Substitution, Consequential, Long-Term System Model

If a by-product that is exclusively produced as a by-product, i.e. not produced as a reference product by any other activity, and not treated in any treatment activity, its market will be constrained, i.e. its production volume is fully dependent on the production volume of the corresponding reference product which drives the production.

For example, fluosilicic acid is produced exclusively as a by-product of the phosphoric acid production.

Although there is a high demand for fluosilicic acid there will not be more supply, under the current market conditions, where the demand for fluosilicic acid would not be enough to drive the phosphoric acid production alone.

Fluosilicic acid is used as an input from technosphere for example in cryolite production, from fluosilicic acid. Cryolite can be also produced from hydrogen fluoride. Both productions supply the same market for cryolite.

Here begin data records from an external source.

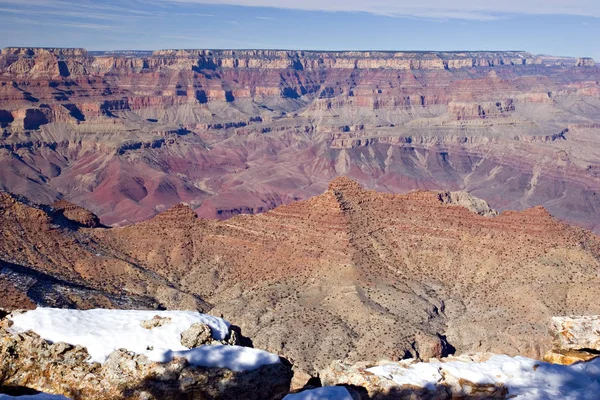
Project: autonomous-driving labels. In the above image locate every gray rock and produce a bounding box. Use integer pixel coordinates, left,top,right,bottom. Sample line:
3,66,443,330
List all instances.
0,329,292,400
181,323,213,349
550,315,600,350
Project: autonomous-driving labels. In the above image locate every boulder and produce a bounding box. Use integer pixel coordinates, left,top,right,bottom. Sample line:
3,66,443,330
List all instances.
544,350,599,365
181,323,213,349
140,315,171,330
0,329,292,400
320,354,508,400
550,315,600,351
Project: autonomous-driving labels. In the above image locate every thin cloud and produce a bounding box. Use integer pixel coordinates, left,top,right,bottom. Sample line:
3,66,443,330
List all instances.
162,0,600,21
5,17,115,31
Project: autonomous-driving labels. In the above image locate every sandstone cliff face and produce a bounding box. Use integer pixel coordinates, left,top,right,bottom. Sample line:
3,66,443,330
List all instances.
0,314,292,400
0,178,600,374
0,48,600,234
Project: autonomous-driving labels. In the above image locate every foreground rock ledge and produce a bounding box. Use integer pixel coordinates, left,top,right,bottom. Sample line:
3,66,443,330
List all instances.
0,329,292,400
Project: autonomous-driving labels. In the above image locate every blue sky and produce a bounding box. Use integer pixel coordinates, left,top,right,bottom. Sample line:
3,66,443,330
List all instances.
0,0,600,60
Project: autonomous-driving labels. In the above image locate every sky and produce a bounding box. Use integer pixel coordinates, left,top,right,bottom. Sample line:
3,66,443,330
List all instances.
0,0,600,61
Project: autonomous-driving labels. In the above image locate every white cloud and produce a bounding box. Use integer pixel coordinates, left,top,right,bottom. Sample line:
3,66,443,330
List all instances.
156,0,600,20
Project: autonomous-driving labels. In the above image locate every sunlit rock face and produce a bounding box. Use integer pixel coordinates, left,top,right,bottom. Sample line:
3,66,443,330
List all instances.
0,48,600,231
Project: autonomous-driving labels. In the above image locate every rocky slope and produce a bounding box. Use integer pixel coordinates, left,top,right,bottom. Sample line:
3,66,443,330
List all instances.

During linking of the constrained market, the linking routine activates the conditional exchange with its direct activity link to the cryolite production from fluosilic acid, and as any other by-product the conditional exchange is shifted to the input side, its negative sign turned positive, i.e. representing an input from the directly linked activity.

The activity linked to by the conditional exchange is cryolite production from fluosilic acid. The direct link represents a reduction in consumption of the linked activity. But cryolite production from fluosilic acid has fluosilic acid as an input. In order for fluosilic acid to serve as an input to the constrained market, the consuming activity must have fluosilic acid as its reference product. The database service layer achieves this by moving fluosilic acid to be the negative reference product of "cryolite production from fluosilic acid" and moving the cryolite to be a by-product, thus quantifying the resulting reduction in consumption.

The market demand for the fluosilic acid from "cryolite production from fluosilic acid" thus translates into a reduction in the negative reference product output of fluosilic acid from "cryolite production from fluosilic acid". Note that the reduction in a negative output is a positive input namely the input required by the constrained market.

The demanded fluosilic acid thus effectively results in an increase in the supply of cryolite from hydrogen fluoride to cover the reduction in supply from the fluosilic acid route which is necessary to cover the demand for fluosilic acid. Likewise, a reduction in demand for fluosilic acid will release more fluosilic acid for the cryolite production this displacing cryolite from hydrogen fluoride.


The reason why the cryolite production from fluosilicic acid is the affected consumption activity is that it can be easily substituted by the alternative production route for cryolite (from hydrogen fluoride).